Five-star Andaman Resort in Langkawi, Kedah has suffered severe losses after a part of its building was engulfed in flames on two separate occasions within 24 hours
The fire is said to have started from the kitchen of the luxury hotel last night, 12 January, before spreading to the main part of the building, reported The Star.
Kedah Fire and Rescue Department assistant director Mohamadul Ehsan Mohd Zain said firemen were deployed to the hotel yesterday.
"About 40 firemen were rushed to the scene and they managed to put out the fire, but it flared up again on Wednesday morning, 13 January," he said.
"We have brought it under control and the men involved are presently clearing the debris and assessing the damage and cause of the fire."
Utusan Malaysia reported that the Fire and Rescue Department received distress calls from the resort once at 4.04pm on Tuesday and again at 1.13am on Wednesday.
So far, no lives have been reported lost.

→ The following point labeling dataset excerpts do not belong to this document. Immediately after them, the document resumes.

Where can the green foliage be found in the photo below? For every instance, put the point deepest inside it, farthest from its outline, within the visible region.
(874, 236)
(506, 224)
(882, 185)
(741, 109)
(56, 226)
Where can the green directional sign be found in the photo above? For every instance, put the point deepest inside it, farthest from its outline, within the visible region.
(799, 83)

But it is learnt that the fire also affected the rainforest nearby.
Andaman Resort is a hotel that prides itself as a seafront paradise nestled within a rainforest.
According to Malay Mail, a witness said that the fire destroyed the resort's kitchen and it caused the greenery around it to catch on fire as well.
"As soon as we arrived at the location early this morning, the fire was raging due to the strong wind, and it spread the fire to the main block, which is a class B building," said Mohamadul Ehsan.
"Almost the entire 91m x 274m area of the building was burnt."
A class B building refers to a structure that is generally old and has less than four stories, among other qualities.
The Star reported that the damage is believed to be extensive and major repair work has to be carried out before the resort can reopen.
Meanwhile, videos of the incident have been widely circulated on social media
An eight-second long video in particular stood out. It shows the front of the building is completely charred, while some fires scattered across the structure are still burning.
The main building — which once had a recognisable Malay house-style architecture — now only has flimsy pillars to hold the remains of the structure upright.